La Justice, pilier de la refondation de l’État
Dans son discours d’ouverture, la Secrétaire générale du ministère de la Justice et des Droits de l’Homme, Madame Irène-Marie Hadjimalis, a salué le professionnalisme et l’engagement constant du CFJ, qu’elle a qualifié de « creuset où se façonne la qualité de la justice et la crédibilité des institutions ».
Elle a rappelé que cette retraite intervient dans un contexte marqué par l’adoption de la nouvelle Constitution, plaçant la Justice au cœur de la refondation de l’État, sous l’impulsion de Son Excellence le Général Mamadi Doumbouya, Président de la République. « Il ne peut y avoir de justice forte sans une formation de qualité. Investir dans la formation, c’est investir dans le système immunitaire de notre démocratie », a-t-elle affirmé.
Madame la Secrétaire générale a également insisté sur la nécessité d’un curriculum de formation intégrée, prenant en compte l’ensemble de la chaîne judiciaire — magistrats, greffiers, avocats, huissiers de justice et notaires — afin de favoriser la compréhension mutuelle des rôles et une synergie opérationnelle efficace.
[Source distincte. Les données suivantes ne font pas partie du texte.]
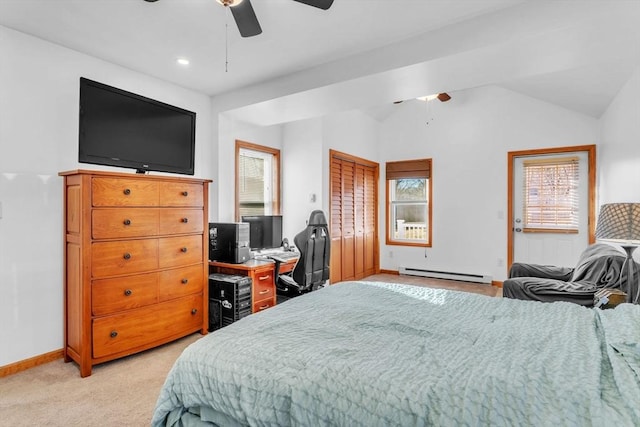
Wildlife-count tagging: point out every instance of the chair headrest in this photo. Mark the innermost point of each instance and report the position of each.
(317, 218)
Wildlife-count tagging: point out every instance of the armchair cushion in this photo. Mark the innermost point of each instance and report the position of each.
(598, 267)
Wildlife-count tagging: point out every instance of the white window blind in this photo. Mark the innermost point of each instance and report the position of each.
(255, 182)
(551, 193)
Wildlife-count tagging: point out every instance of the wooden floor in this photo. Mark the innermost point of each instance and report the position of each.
(479, 288)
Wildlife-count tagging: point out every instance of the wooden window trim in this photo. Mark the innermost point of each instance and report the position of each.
(276, 184)
(406, 167)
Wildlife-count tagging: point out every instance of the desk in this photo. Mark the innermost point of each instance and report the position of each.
(262, 274)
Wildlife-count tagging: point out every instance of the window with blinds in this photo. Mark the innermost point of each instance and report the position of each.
(409, 202)
(257, 180)
(551, 194)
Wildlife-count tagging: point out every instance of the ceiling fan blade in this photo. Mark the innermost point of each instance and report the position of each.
(320, 4)
(246, 19)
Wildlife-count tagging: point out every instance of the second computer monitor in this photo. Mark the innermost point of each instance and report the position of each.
(265, 231)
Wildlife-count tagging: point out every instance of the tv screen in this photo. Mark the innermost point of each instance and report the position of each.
(120, 128)
(265, 231)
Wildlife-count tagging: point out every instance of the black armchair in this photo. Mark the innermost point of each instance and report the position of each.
(312, 269)
(599, 267)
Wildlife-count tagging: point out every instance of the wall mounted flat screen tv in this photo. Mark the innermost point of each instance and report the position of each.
(265, 231)
(120, 128)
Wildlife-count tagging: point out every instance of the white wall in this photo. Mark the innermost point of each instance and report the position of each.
(39, 83)
(302, 174)
(468, 139)
(619, 153)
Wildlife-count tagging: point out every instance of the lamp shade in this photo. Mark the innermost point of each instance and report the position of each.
(619, 223)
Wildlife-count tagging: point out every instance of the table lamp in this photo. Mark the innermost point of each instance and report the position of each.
(620, 223)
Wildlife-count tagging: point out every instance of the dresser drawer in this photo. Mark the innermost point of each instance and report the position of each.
(181, 221)
(123, 293)
(124, 192)
(124, 222)
(127, 332)
(263, 305)
(178, 251)
(123, 257)
(179, 282)
(181, 194)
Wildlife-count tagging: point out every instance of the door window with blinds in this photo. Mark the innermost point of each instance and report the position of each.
(409, 202)
(551, 197)
(257, 180)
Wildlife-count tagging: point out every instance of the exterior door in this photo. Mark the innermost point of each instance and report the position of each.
(542, 244)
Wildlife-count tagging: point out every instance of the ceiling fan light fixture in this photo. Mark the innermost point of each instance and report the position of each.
(230, 3)
(428, 97)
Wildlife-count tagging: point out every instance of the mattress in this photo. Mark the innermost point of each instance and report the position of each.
(382, 354)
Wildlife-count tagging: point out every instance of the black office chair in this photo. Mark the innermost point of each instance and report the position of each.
(312, 269)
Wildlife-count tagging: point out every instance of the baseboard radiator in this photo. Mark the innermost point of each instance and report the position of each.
(465, 277)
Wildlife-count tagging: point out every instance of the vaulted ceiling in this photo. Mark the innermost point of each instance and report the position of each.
(573, 54)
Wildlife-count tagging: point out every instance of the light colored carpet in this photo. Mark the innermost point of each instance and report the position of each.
(118, 393)
(122, 392)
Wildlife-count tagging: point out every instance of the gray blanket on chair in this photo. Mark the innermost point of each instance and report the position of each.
(599, 267)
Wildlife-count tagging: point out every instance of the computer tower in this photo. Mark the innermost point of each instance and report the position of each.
(229, 242)
(231, 295)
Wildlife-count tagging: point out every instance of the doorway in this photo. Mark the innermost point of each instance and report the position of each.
(560, 244)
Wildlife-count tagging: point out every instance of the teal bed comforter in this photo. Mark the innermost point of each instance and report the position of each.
(375, 354)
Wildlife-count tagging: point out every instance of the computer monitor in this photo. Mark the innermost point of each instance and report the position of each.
(265, 231)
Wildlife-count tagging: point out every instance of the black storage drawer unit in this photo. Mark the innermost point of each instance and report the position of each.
(229, 299)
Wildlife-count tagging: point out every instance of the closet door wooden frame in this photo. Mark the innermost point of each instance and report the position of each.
(353, 217)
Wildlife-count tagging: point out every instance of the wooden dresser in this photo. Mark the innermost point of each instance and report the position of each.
(136, 263)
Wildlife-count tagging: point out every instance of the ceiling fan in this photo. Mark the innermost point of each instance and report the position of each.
(246, 19)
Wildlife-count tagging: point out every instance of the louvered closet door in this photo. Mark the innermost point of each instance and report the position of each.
(348, 221)
(370, 228)
(353, 218)
(336, 221)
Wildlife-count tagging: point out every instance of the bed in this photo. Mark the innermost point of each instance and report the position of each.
(382, 354)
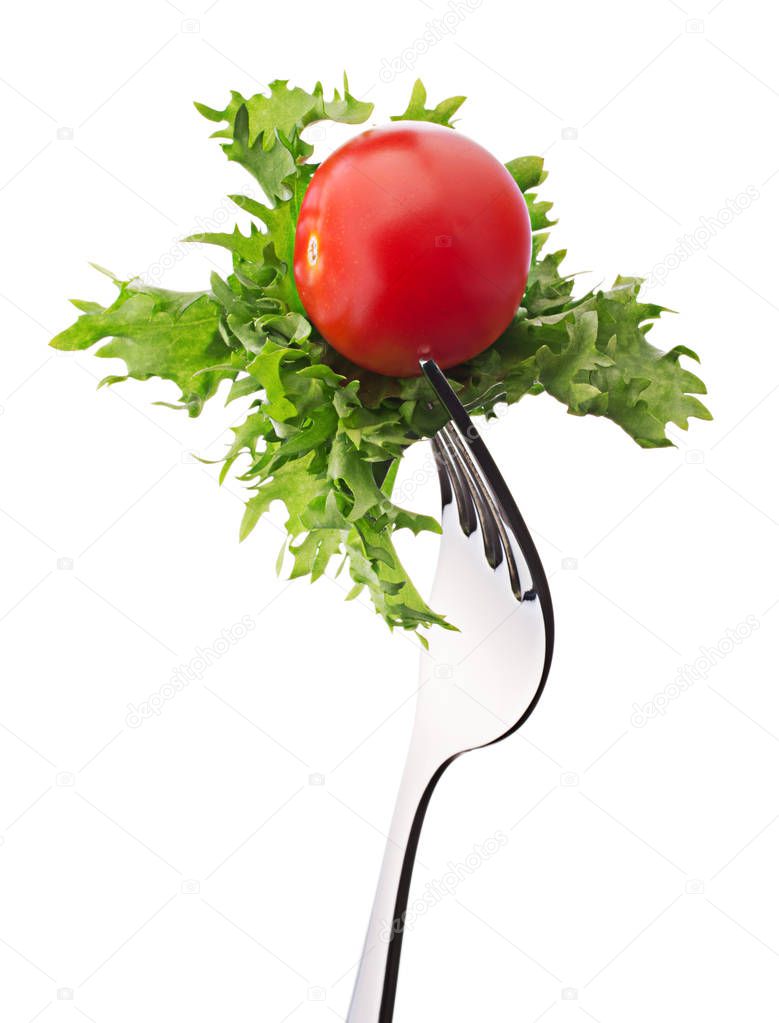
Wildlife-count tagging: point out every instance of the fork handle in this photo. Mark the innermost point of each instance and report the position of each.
(374, 996)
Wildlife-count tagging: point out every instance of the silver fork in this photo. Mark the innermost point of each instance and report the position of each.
(485, 680)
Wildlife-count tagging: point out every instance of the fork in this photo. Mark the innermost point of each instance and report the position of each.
(479, 684)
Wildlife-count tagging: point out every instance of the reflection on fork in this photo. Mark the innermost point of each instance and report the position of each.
(480, 683)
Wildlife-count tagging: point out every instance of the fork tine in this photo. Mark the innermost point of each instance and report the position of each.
(459, 486)
(458, 470)
(509, 514)
(500, 537)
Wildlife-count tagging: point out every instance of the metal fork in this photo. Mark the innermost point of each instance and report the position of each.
(485, 679)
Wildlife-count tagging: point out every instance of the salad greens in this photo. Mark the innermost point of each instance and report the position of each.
(326, 437)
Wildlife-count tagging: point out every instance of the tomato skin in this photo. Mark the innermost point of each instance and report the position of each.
(413, 241)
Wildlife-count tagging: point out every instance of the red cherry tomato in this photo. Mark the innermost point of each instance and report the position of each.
(413, 240)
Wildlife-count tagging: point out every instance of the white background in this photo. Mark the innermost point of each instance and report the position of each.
(188, 869)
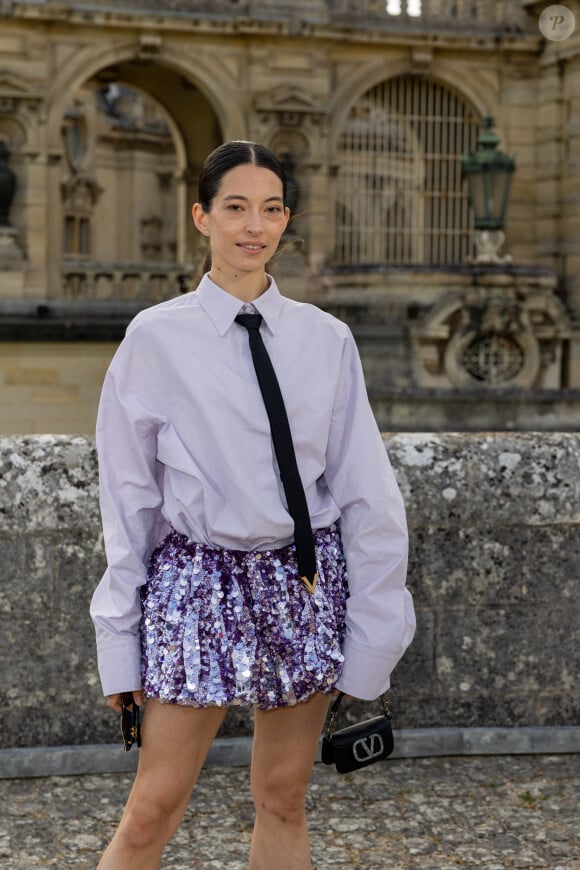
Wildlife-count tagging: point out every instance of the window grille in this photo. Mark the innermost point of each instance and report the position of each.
(400, 198)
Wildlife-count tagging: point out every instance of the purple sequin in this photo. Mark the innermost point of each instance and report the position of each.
(229, 627)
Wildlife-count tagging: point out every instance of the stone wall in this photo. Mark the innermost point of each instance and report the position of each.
(495, 571)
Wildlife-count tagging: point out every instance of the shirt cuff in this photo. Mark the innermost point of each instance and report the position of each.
(120, 667)
(365, 674)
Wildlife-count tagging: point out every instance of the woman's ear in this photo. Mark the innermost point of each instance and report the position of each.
(200, 219)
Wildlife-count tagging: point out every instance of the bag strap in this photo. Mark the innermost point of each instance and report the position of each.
(336, 706)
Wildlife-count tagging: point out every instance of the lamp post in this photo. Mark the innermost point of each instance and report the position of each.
(488, 173)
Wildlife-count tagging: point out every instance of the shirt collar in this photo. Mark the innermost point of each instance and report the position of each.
(222, 308)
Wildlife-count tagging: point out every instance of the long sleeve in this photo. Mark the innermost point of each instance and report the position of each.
(380, 614)
(130, 499)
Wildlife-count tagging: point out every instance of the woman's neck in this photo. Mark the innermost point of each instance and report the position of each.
(245, 286)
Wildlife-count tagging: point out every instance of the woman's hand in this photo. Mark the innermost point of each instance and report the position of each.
(114, 701)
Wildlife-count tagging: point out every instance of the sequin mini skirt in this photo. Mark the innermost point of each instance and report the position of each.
(225, 627)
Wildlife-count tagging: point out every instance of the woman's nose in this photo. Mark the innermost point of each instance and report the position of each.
(254, 222)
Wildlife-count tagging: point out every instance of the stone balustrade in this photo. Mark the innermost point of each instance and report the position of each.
(146, 283)
(421, 15)
(494, 568)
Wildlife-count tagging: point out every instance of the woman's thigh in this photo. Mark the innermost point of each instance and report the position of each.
(175, 742)
(285, 743)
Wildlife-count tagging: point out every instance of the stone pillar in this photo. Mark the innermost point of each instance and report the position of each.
(11, 259)
(571, 188)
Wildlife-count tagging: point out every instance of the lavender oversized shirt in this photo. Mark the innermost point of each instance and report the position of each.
(184, 442)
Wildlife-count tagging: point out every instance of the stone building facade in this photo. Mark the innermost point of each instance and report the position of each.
(107, 111)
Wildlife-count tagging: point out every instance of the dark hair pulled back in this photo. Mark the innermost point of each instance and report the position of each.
(228, 156)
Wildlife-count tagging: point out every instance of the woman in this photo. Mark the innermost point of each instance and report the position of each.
(202, 606)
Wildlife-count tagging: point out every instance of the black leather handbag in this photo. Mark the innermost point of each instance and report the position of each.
(357, 745)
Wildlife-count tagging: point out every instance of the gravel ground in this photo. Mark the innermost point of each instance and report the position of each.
(477, 812)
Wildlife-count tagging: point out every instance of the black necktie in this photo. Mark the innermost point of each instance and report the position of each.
(284, 449)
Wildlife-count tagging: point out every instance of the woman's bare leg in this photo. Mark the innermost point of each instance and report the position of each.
(285, 742)
(176, 740)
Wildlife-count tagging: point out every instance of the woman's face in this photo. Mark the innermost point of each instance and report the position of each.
(246, 219)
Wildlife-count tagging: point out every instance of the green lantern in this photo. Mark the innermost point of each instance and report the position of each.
(488, 173)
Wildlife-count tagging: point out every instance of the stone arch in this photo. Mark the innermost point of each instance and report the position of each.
(474, 89)
(219, 88)
(397, 151)
(171, 79)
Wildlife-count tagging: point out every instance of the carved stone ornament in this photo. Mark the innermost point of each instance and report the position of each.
(290, 104)
(13, 91)
(490, 338)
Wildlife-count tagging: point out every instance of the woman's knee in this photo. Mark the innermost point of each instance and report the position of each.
(280, 797)
(146, 824)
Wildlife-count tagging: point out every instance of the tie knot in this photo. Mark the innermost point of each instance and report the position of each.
(250, 321)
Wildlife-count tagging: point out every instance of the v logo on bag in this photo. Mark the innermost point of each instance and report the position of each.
(368, 748)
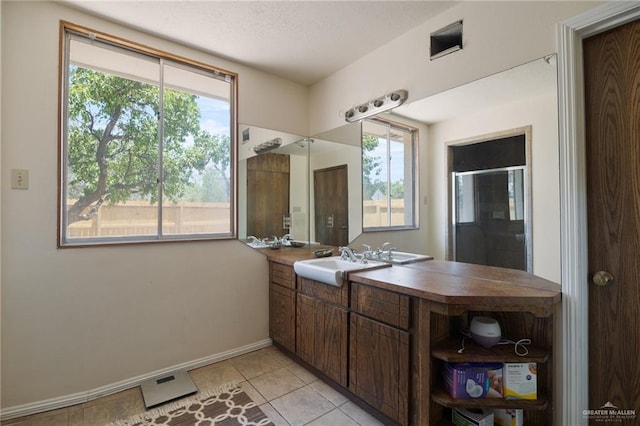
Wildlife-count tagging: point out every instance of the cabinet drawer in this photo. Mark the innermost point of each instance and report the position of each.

Elle a plaidé pour une formation initiale plus longue, portée à trois ans, avec une forte dominante pratique, ainsi qu’une spécialisation accrue et une meilleure maîtrise des outils technologiques et de la preuve numérique.
Les formateurs au cœur de la réforme
Prenant la parole à son tour, le Directeur général du CFJ, Monsieur Alhassane Naby Camara, a souligné que cette retraite constitue un moment stratégique, loin d’un simple séminaire de routine. Il a rappelé que le CFJ repose avant tout sur ses formateurs, véritables vecteurs de savoir, d’éthique et de rigueur professionnelle.
Évoquant les enjeux actuels de la formation judiciaire, il a mis en lumière l’évolution rapide de la criminalité — notamment économique, financière et numérique — ainsi que les attentes croissantes des citoyens en matière de qualité, de crédibilité et de célérité de la justice. Face à ces défis, il a appelé à une formation plus technique, plus pratique et mieux alignée sur les standards internationaux, sans négliger l’importance de la formation continue.
Vers un CFJ de référence
À travers cette retraite, le Centre de Formation Judiciaire ambitionne de devenir une institution de référence, tournée vers l’excellence et l’innovation pédagogique. Les échanges, réflexions et propositions issus de ces travaux devront aboutir à des outils pédagogiques pertinents, adaptés aux réalités du terrain et aux impératifs d’un État de droit.
En déclarant officiellement ouverte la retraite, les autorités ont exhorté les formateurs à faire preuve de lucidité, d’audace et de créativité, rappelant que la compétence technique et l’éthique professionnelle demeurent les meilleurs remparts de l’indépendance de la Justice en Guinée.